Het werk van Mitchell bestaat uit ogenschijnlijk eenvoudige nummers die vaak in harmonie en ritme volslagen onnavolgbaar zijn. Haar teksten zijn niet des popmuzieks zo goed en haar oeuvre kent een ontwikkeling die de populaire muziek vanaf de jaren zestig samenvat. Er zijn maar weinig muzikanten die zulke ingenieuze en tegelijkertijd toegankelijke songs schrijven. Mitchell is a lady for all seasons: je maakt iets mee en zij zingt er een liedje over. Dat is precies wat er zo verraderlijk aan haar is.

Het is mij opgevallen dat Mitchells muziek, zelfs zoveel jaar na dato, van hand tot hand gaat via mond-tot-mondreclame, of beter gezegd: mond-op-mondreclame. Ze dringt zich volgens mij altijd op tijdens opbloeiende liefdes. Zangeres en bewonderaar Charlie Dée verklaarde ooit in DWDD dat ze in aanraking kwam met Mitchell door een cassettebandje dat ze van een beminde had gekregen.
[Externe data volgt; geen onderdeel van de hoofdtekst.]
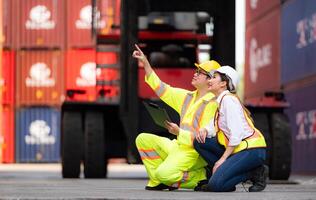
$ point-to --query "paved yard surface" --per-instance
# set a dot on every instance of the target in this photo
(43, 181)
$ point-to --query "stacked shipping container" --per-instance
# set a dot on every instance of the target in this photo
(298, 77)
(35, 33)
(49, 50)
(85, 64)
(280, 54)
(7, 123)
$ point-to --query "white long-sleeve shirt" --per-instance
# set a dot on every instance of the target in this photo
(231, 119)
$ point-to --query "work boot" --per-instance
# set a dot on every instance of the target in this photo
(161, 186)
(200, 184)
(259, 179)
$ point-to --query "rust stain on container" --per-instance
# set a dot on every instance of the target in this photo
(39, 75)
(7, 81)
(258, 8)
(39, 23)
(7, 136)
(262, 70)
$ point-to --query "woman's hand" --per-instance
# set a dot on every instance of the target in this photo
(172, 128)
(201, 135)
(139, 55)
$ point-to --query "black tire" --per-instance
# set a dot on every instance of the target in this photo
(94, 162)
(281, 147)
(261, 122)
(72, 144)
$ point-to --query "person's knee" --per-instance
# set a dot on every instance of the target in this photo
(140, 139)
(164, 175)
(196, 144)
(216, 184)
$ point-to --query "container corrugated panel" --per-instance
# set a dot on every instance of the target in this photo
(173, 76)
(7, 79)
(302, 115)
(7, 134)
(258, 8)
(38, 134)
(79, 20)
(39, 77)
(80, 74)
(262, 55)
(109, 16)
(7, 23)
(298, 40)
(39, 23)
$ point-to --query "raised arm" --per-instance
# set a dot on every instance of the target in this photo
(140, 56)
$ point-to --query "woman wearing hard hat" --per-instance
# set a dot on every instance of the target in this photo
(238, 151)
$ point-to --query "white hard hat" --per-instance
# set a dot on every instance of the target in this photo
(231, 73)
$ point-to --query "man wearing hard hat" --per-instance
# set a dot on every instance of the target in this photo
(172, 164)
(238, 151)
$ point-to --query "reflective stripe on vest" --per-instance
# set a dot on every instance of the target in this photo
(256, 140)
(184, 179)
(161, 89)
(195, 124)
(150, 154)
(185, 105)
(198, 115)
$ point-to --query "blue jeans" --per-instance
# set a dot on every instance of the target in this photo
(234, 170)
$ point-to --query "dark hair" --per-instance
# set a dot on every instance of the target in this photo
(229, 85)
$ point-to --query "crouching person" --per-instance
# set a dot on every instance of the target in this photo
(238, 151)
(173, 164)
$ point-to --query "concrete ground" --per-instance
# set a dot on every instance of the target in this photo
(44, 181)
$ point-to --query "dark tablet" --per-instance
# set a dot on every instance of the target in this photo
(158, 114)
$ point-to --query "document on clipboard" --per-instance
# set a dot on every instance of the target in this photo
(158, 114)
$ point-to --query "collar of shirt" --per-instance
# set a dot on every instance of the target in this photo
(219, 98)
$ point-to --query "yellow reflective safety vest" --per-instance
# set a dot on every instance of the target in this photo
(193, 114)
(256, 140)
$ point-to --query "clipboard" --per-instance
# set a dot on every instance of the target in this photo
(158, 114)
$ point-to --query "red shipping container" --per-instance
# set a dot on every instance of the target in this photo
(175, 77)
(7, 79)
(258, 8)
(262, 70)
(7, 134)
(39, 23)
(79, 20)
(110, 14)
(7, 23)
(81, 74)
(39, 78)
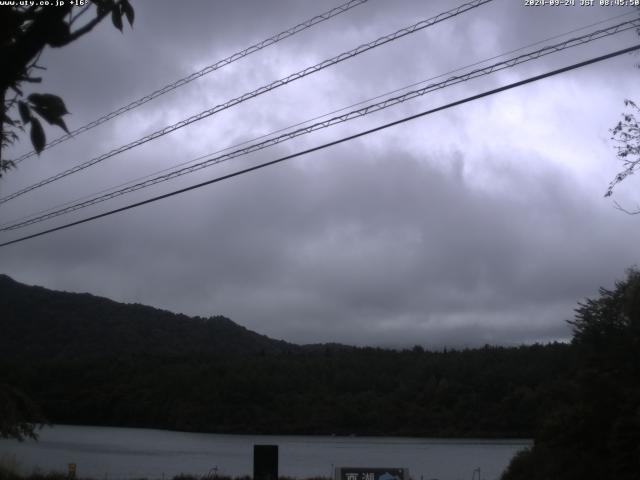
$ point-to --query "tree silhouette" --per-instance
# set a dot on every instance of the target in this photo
(24, 33)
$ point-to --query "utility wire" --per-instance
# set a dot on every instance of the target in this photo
(596, 35)
(330, 144)
(266, 88)
(206, 70)
(298, 124)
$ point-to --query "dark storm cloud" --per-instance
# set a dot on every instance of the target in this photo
(484, 224)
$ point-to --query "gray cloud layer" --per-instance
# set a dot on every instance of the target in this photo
(483, 224)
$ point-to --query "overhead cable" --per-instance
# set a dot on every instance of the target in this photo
(266, 88)
(205, 71)
(303, 122)
(330, 144)
(596, 35)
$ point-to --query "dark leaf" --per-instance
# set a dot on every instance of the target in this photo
(37, 135)
(8, 120)
(127, 9)
(116, 18)
(25, 114)
(103, 6)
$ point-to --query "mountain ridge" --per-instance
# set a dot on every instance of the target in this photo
(41, 323)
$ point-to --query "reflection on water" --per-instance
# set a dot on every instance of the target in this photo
(124, 453)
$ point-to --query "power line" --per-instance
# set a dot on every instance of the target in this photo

Het bevatte onder andere het nummer ‘The Dry Cleaner From Des Moines’, dat alle kanten op schiet. Ze werd verliefd op dat nummer in plaats van op die jongen. Ikzelf kende vagelijk het album Blue toen mijn fascinatie voor Mitchell losbarstte doordat degene die ik liefhad een verstokte Mitchell-adept was. Vanaf dat moment luisterde ik alles wat ik in handen kon krijgen, te beginnen met haar eerste albums – werk van meer dan dertig jaar oud.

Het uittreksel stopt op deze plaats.